At that exact moment, the music in my headphones switched to opera, and the exquisite voice of the soprano held me to my seat. The aria was Un bel di (One beautiful day), from Madame Butterfly and as the singer sang of hope that her husband would come home to his family, I was transported to the living room of my youth where Mom stood singing Un bel di, her right hand resting on the fading black gloss of our grand piano, her face lifted, a perfect O on her lips. I held my breath until the first velvet note was released, Mom’s body transfixed by Puccini, more ephemeral than human.

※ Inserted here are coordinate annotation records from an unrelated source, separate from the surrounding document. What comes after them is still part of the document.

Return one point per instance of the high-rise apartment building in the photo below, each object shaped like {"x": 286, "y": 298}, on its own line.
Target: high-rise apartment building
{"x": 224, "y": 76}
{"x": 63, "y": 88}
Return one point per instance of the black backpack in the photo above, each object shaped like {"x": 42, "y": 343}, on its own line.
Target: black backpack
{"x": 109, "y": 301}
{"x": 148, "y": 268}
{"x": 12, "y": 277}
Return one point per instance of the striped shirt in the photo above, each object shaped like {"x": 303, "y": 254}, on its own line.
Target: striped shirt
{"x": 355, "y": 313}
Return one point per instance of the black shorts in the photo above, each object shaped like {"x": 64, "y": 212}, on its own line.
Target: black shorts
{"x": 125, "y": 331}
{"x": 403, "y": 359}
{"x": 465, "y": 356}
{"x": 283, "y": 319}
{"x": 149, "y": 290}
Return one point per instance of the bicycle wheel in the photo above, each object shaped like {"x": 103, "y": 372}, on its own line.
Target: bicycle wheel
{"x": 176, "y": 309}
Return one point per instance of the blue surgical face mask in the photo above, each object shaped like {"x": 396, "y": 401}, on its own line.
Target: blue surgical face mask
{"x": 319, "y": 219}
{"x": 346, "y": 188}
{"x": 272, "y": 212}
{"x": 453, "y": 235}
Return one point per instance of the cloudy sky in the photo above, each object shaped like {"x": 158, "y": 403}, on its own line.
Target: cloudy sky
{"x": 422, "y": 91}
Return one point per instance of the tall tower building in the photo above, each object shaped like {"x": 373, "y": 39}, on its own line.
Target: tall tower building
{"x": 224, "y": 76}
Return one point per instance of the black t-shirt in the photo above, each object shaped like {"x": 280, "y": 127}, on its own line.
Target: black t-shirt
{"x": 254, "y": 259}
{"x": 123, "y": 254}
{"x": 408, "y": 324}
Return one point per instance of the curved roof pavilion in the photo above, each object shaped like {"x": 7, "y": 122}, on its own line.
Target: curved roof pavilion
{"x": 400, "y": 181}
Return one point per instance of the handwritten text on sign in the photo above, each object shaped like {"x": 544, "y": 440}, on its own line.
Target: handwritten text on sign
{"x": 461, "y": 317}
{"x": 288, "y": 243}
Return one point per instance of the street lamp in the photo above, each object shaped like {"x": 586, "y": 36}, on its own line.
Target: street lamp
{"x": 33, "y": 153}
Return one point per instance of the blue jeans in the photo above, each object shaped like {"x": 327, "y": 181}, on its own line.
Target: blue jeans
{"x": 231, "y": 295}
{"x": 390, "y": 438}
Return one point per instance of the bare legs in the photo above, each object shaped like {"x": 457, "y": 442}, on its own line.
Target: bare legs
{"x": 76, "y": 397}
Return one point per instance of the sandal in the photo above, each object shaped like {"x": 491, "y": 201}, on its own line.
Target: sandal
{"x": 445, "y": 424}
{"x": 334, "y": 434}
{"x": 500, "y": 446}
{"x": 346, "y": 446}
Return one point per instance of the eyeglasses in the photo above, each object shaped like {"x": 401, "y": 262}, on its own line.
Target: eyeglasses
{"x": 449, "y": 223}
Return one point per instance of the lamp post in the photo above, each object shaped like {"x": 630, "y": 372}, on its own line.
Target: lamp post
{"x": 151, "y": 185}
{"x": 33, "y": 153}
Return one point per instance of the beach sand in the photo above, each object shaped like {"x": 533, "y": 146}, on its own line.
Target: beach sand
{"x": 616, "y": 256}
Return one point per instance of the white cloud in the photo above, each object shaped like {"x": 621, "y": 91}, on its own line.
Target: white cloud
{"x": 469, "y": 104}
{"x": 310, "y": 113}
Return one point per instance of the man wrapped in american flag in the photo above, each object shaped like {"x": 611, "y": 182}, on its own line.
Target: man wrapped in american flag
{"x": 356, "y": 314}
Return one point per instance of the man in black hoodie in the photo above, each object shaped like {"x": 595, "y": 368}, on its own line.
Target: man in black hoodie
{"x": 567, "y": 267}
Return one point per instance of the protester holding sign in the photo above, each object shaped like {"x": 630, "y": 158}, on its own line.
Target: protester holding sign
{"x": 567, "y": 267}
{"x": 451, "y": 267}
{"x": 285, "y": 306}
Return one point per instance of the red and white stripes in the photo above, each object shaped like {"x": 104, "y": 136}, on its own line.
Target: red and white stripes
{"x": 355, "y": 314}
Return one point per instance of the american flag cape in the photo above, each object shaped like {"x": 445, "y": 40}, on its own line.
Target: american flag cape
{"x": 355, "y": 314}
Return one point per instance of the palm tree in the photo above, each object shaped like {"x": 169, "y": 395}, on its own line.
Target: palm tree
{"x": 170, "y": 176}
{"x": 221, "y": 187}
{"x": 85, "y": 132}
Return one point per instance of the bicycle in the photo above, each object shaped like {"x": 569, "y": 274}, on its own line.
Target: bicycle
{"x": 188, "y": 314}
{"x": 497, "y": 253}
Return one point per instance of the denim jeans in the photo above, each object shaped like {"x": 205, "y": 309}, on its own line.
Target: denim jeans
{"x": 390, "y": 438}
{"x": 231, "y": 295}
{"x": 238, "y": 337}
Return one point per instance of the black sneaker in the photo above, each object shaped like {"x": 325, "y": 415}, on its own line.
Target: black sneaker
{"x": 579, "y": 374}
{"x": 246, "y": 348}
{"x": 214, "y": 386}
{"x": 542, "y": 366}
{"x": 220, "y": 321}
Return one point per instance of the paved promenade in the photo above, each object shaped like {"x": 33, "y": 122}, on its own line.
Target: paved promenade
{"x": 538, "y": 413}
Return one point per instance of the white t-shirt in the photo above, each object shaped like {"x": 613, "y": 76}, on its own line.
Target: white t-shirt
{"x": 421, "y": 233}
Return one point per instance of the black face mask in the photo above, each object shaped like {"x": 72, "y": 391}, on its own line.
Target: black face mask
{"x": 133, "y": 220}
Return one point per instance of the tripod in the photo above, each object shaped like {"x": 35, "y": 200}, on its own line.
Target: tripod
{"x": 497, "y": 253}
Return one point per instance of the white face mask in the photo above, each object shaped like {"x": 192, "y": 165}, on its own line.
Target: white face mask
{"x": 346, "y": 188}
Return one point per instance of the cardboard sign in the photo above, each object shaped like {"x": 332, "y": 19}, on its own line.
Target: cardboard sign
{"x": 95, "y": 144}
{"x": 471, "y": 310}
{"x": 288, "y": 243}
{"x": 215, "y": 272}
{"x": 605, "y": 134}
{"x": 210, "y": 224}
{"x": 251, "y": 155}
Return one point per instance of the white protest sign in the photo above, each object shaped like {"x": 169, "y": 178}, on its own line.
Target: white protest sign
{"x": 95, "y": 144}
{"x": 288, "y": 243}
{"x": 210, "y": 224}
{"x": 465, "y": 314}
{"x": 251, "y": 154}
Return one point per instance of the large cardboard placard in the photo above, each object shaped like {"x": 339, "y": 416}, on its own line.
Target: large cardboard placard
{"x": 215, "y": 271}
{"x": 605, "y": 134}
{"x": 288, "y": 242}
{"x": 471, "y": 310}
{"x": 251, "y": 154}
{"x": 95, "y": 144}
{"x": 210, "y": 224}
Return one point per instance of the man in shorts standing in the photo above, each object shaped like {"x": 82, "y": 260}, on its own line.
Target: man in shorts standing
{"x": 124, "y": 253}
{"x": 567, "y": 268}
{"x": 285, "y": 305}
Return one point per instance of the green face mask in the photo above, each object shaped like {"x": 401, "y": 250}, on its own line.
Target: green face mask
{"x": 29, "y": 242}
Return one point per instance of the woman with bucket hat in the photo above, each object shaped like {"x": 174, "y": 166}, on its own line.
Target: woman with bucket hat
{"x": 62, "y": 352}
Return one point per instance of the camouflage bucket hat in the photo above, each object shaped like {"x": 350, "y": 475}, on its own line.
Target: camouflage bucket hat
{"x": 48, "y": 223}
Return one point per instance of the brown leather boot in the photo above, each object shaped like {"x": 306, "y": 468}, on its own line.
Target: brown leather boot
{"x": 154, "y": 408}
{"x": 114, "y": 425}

Back in the coffee house, the laptop screen swam in my vision as the aria continued and I folded forward until my forehead touched the keyboard of my laptop. Unable to control the tears but desperate not to be noticed, I blindly dug in my bag for a tissue.

That’s when a gaunt man working at the table next to me looked over from where he was writing, his arms covered in tattoos. He stared hard, eyebrows furrowed. His right hand shook as he carefully picked something up off of his table, and I watched as the emerald head of a Tibetan dragon floated across the gap from his table to mine, a clean napkin clutched in his vein-riddled hand.

His voice was reverent as he leaned toward me and whispered, “Wow, that must be some powerful shit you’re writing.”

I closed my eyes. I should have said, “Thank you.” Or at least smiled. But I didn’t. I couldn’t. The pain was still there, and I was long past pretending. In that silence I took a breath, and we both slowly turned back to our computers. Within seconds, I was writing again.

Question:  When do your ghosts return?

Please share your comments or answers to the question in the “comment section” below.

6 Comments

  1. Quinne Salameh on September 14, 2016 at 1:26 pm

    Such a mixture of pain and reverence of the process of remembering. I love the image of the well meaning “writing buddy” and how
    He could obviously read and be touched by the powerful moment that was happening . Love it.



  2. Marnissa on September 14, 2016 at 3:51 pm

    What an amazing timely article.. My mother’s Birthday would have been yesterday just 2 days after mine, and now after 23 years have pasted since her dearh and I am once again grieving for her.

    Music speaks to my inner heart.. Thank you for expressing that process.



  3. Margery Eriksson on September 14, 2016 at 4:13 pm

    Vanya, this is such powerful waiting…you just blow me away! My ghosts return when I see hippos, see a black baby grand, or hear opera, always reminding me of Mom. Such a beautiful and complex lady, who we lost way too early.



  4. Peter Schaper on September 14, 2016 at 8:01 pm

    I always like your writings when I see them on FB! To answer the question: I am just now (at the age of 88) experiencing remembering words IO wished I had said to my mother. I am reading letters she wrote to my aunt, her sister in law, in the 1950s expressing her feelings about me. Unfortunately there isn’t any music like Puccini, but it is very quiet in or house!



  5. Julie Miller on September 14, 2016 at 11:09 pm

    I feel like I am right there when I read your work. Love your descriptions. Love the Tatoo Man! So glad I get to read your writings on a regular basis.



  6. Janet on September 14, 2016 at 11:27 pm

    I agree with the tattoo guy: You write some powerful shit!